Despite Perez ostensibly playing up top, he's actually further back than Castillo on average. That's likely a function of him dropping back into the midfield to hold the ball up while Castillo's more likely to run into the box. And note how far upfield Benitez gets to fill the space that Castillo leaves at left wing when he goes forward. With Michel on the left side (and as a player initially brought in to play left back), he can drop back to cover for Benitez, leaving him free to overload the attacking left.

That will be a real test for the Sounders rookie right back DeAndre Yedlin, who'll be coming back from a red card suspension. Castillo is one of the few left wingers in the league who's fast enough to neutralize Yedlin's pursuit speed. The defender will have to be careful with his positioning to make sure he doesn't leave Castillo to run rampant behind him, particularly with Benitez coming forward and demanding his own mark.

At the other end, we have a chance to see the forward pairing we've been waiting for all season, with both Eddie Johnson and Obafemi Martins nominally healthy. With John out there's an opportunity to overwhelm a young back line, especially if Benitez gets too far forward and leaves the defense undermanned. Michel shifting to cover our right wing (presumably Rosales) would open up the middle and leave Dallas exposed to the two world class forwards and late runs from the central midfield.
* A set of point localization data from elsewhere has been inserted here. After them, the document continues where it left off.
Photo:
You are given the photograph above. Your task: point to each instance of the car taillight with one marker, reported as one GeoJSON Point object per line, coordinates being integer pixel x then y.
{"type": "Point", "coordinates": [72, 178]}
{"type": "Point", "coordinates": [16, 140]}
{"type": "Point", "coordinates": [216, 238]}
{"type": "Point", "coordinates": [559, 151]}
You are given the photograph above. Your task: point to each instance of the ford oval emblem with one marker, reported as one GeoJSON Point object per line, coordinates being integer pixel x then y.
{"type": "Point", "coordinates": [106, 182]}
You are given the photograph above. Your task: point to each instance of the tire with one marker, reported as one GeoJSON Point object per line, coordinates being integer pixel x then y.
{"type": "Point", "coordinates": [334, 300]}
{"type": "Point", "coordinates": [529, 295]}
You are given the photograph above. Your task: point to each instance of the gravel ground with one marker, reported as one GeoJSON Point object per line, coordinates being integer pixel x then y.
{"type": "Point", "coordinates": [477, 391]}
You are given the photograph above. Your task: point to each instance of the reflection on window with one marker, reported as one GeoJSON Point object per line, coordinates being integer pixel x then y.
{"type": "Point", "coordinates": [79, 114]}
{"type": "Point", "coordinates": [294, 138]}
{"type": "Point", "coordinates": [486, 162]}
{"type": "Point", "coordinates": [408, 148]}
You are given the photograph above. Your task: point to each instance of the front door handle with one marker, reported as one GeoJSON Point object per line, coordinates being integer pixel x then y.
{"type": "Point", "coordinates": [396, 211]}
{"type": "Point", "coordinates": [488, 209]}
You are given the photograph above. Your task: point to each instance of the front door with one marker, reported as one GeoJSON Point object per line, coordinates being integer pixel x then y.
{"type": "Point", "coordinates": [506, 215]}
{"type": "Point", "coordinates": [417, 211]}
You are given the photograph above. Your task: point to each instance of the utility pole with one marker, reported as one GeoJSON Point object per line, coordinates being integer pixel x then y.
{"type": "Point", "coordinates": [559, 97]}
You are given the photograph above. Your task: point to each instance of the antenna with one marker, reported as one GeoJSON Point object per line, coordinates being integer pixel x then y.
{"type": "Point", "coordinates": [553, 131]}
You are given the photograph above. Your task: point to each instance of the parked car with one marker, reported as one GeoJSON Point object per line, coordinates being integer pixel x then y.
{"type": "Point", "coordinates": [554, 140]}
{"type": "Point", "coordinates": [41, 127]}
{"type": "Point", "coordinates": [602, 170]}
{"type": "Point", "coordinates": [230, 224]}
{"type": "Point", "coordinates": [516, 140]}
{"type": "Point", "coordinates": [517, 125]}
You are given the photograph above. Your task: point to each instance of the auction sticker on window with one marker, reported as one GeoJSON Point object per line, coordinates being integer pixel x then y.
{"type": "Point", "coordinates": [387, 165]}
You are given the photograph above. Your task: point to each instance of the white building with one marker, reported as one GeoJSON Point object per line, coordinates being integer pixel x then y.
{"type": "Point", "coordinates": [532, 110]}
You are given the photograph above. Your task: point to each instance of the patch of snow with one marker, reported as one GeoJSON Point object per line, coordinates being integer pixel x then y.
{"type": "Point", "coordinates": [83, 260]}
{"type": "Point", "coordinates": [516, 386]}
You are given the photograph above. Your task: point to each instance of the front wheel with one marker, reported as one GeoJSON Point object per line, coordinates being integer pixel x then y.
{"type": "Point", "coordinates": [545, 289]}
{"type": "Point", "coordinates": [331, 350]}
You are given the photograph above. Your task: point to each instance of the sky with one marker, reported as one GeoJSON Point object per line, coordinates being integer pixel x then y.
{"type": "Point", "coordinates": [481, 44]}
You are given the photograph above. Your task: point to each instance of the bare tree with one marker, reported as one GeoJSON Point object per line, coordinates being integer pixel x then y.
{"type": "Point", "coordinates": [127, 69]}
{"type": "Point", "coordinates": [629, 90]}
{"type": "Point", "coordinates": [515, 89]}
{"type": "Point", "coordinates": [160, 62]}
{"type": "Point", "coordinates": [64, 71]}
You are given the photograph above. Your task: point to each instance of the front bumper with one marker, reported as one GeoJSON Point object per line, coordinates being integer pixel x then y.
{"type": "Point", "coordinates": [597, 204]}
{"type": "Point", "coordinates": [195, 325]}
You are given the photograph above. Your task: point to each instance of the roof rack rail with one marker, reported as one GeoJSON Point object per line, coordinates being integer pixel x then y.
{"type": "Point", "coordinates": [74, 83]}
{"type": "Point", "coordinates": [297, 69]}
I started the month saying that getting out of May with 3 or 4 points was probably a reasonable prediction (say a draw at Philly and a couple of home draws). Much of that was due to the team's terrible form when the month started, but also because the schedule was daunting. Now that we're at 7 with two matches to go, the month already has to feel like a success. If we could get that to 10 between this match and the trip to the Galaxy, we'll have effectively dominated our toughest scheduled month of the season going into a comparatively tastykakes schedule in June and July, which could set us up for a very comfortable position in the standings by midseason. And I'd much rather try to get those points this weekend than at Carson next weekend. So let's do that.